The 9th Circuit Court of Appeals issued an unpublished opinion dated September 8, 2017, in a case called In re Ellison in which the Court issued a warning that consulting with an asset protection attorney can be evidence that a debtor’s actions were taken to hinder or delay creditors. The case involves a man named Joseph Ellison who while facing the possibility of a large award for damages against him made several transfers of assets that the court found to be done to hinder or delay his creditors.
Ellison was terminated by JP Morgan. The parties became involved in an arbitration in which JP Morgan asked the arbitration panel to award it $750,000 for a loan made to Ellison that he had not repaid. In January of 2014 Ellison met with an asset protection attorney, but terminated the representation after the first meeting.
On June 3, 2014, the arbitration panel found that Joseph Ellison owed JP Morgan $790,000. Ellison took the following actions:
- In May of 2014 he transferred $18,000 to his wife’s law firm bank account.
- Shortly after June 3, 2014, he transferred $51,000 to his wife’s law firm account and $121,000 to a corporation owned 100% by Ellison. He later shot himself in the foot by testifying that he transferred the money to protect his family and prevent his creditors from getting it.
- Less than a week after the negative arbitration award Ellison paid his lenders that held first and second liens on his home $41,000 and $11,000, respectively. Again he shot himself in the other foot by testifying that he made the prepayments to protect his family and prevent his creditors from getting the money.
- Shortly thereafter Ellison made four transfers of money to his wife’s law firm bank account. The largest transfer was $17,000.
On July 29, 2014, Joseph Ellison did something attorney Jay Adkisson describes as follows:
“Ellison did one of the worst things that a debtor who has made transfers in defeat of his creditors can do: He filed for bankruptcy”
The reason it was a big mistake for Ellison to file for bankruptcy is because Bankruptcy Code § 727(a)(2)(A) says that a debtor cannot be discharged from debts if:
“the debtor, with intent to hinder, delay, or defraud a creditor . . . has transferred, removed, destroyed, mutilated, or concealed, or has permitted to be transferred, removed, destroyed, mutilated, or concealed . . . property of the debtor, within one year before the date of the filing of the petition”
The bankruptcy court refused to discharge Ellison’s debts and he appealed to the 9th Circuit Court of Appeals. The 9th Circuit found that Ellison’s transfers listed above violated Bankruptcy Code § 727(a)(2)(A) and it affirmed the bankruptcy court’s decision.
The 9th Circuit’s non-published opinion contains some troubling language about the significance of a debtor in bankruptcy who consulted with an asset protection attorney before transferring assets. The court said:
“Debtor argues that the bankruptcy court erred by relying on his meeting with attorney Woods as evidence of his intent, because the meeting preceded any of the critical transfers, and any intent he had at the time of that meeting was vitiated before he made those transfers.
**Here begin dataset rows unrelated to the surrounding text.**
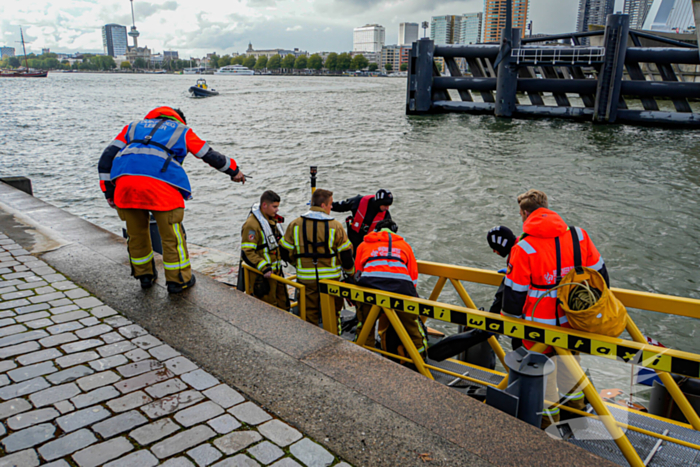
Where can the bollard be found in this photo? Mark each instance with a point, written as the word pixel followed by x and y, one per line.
pixel 524 396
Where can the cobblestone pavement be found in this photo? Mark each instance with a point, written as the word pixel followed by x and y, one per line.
pixel 80 385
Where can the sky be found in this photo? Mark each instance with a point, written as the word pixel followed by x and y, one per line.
pixel 196 27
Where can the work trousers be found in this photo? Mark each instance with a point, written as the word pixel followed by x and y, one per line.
pixel 313 304
pixel 176 259
pixel 561 385
pixel 409 321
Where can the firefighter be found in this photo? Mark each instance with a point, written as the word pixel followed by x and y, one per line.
pixel 386 262
pixel 261 234
pixel 367 212
pixel 320 249
pixel 141 174
pixel 537 263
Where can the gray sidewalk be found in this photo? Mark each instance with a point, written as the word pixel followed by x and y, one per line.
pixel 82 385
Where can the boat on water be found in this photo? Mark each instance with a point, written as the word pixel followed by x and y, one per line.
pixel 201 89
pixel 235 70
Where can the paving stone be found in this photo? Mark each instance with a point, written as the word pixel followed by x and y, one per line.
pixel 134 369
pixel 53 395
pixel 224 424
pixel 103 452
pixel 19 349
pixel 146 342
pixel 64 407
pixel 198 413
pixel 71 374
pixel 112 337
pixel 63 309
pixel 155 431
pixel 61 328
pixel 94 397
pixel 15 406
pixel 76 293
pixel 39 323
pixel 137 355
pixel 67 444
pixel 26 458
pixel 116 348
pixel 249 413
pixel 29 437
pixel 119 424
pixel 199 379
pixel 46 297
pixel 236 441
pixel 109 362
pixel 23 337
pixel 81 418
pixel 224 395
pixel 165 388
pixel 23 388
pixel 58 339
pixel 27 419
pixel 72 316
pixel 279 433
pixel 9 330
pixel 88 302
pixel 40 356
pixel 170 404
pixel 102 312
pixel 128 402
pixel 93 331
pixel 132 331
pixel 137 459
pixel 311 454
pixel 32 371
pixel 180 365
pixel 182 441
pixel 141 381
pixel 266 452
pixel 98 380
pixel 204 455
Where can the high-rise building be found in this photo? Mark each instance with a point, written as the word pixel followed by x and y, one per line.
pixel 368 38
pixel 670 16
pixel 495 17
pixel 114 39
pixel 408 33
pixel 637 9
pixel 7 52
pixel 470 28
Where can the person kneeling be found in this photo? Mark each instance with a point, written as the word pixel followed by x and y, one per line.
pixel 386 262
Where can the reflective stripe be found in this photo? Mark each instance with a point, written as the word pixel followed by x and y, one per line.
pixel 542 293
pixel 388 275
pixel 143 260
pixel 527 248
pixel 599 265
pixel 202 152
pixel 515 286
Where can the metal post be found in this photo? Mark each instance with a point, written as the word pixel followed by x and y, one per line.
pixel 612 70
pixel 507 79
pixel 419 96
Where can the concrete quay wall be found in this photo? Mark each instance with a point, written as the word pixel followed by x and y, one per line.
pixel 366 409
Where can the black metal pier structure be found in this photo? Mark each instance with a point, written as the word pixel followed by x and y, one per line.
pixel 616 82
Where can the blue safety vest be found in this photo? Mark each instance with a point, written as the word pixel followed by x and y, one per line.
pixel 155 148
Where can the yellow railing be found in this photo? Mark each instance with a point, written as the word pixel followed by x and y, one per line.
pixel 288 281
pixel 564 341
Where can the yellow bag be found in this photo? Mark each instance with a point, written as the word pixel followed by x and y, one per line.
pixel 607 316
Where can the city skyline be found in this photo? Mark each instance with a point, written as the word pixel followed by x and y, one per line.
pixel 194 30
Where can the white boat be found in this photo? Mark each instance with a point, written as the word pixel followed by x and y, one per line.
pixel 234 70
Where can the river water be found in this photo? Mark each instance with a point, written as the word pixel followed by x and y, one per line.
pixel 635 190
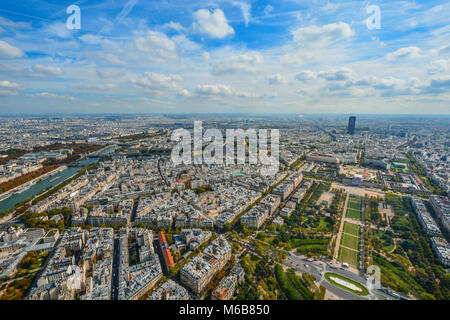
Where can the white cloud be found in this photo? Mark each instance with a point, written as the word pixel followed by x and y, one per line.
pixel 439 66
pixel 322 34
pixel 341 74
pixel 98 87
pixel 409 52
pixel 174 26
pixel 306 75
pixel 8 51
pixel 268 9
pixel 155 81
pixel 8 88
pixel 58 29
pixel 245 9
pixel 8 85
pixel 214 90
pixel 45 71
pixel 213 24
pixel 155 39
pixel 184 93
pixel 91 38
pixel 183 44
pixel 15 25
pixel 241 63
pixel 275 79
pixel 157 46
pixel 52 96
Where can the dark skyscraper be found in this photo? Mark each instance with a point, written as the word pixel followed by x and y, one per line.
pixel 351 125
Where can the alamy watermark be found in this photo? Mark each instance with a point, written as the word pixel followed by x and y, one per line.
pixel 238 143
pixel 374 20
pixel 74 20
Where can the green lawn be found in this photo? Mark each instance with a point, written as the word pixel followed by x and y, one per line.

But recall, bankruptcy courts may rely on a debtor’s course of conduct, or other circumstantial evidence, to infer intent to hinder or delay a creditor. * * * Here, the bankruptcy court was not relying on Debtor’s intent in meeting with Woods alone as sufficient to support a finding of his intent to hinder or delay a creditor. Rather, it found that the timing of Debtor’s meeting with Woods, together with Debtor’s knowledge and planning in doing so, was ‘additional evidence’ that supported a finding of Debtor’s intent to hinder or delay a creditor, particularly in prepaying his home loan lenders. In sum, the bankruptcy court appropriately relied on Debtor’s intent in meeting with Woods as circumstantial evidence to supports its finding of Debtor’s intent at the time he made the transfers to his creditors.” Emphasis added.
In his article on this case attorney Jay Adkisson states the following lesson about filing for bankruptcy:
“Another lesson here is . . . that voluntarily diving into bankruptcy is usually the single-worst decision that a person who has engaged in questionable transfers can do. Yes, post-judgment proceedings in state court can be quite painful and ultimately successful for creditors. But declaring bankruptcy is not just going from the frying pan into the fryer, but if somebody has made questionable transfers . . . it is like dousing oneself with gasoline and then jumping into the fire. The difference is one between the possibility of being seriously burned to the probability of being fried to a crisp. No court has the powers of a bankruptcy court to squeeze the last drop of blood from a recalcitrant debtor . . . .
Bottom line is that if you want to protect assets, you must take appropriate action such as forming an LLC and transferring assets to the LLC or to third party BEFORE a claim arises. Actions taken after a claim arises frequently are found to be fraudulent transfers done to hinder, delay, or defraud a creditor.
P.S. A claim does not arise when a lawsuit is filed. Here are some common examples of when a claim arises against you.
- The moment you cause a traffic accident that harms people or property.
- When you sign promissory note, contract or personal guaranty.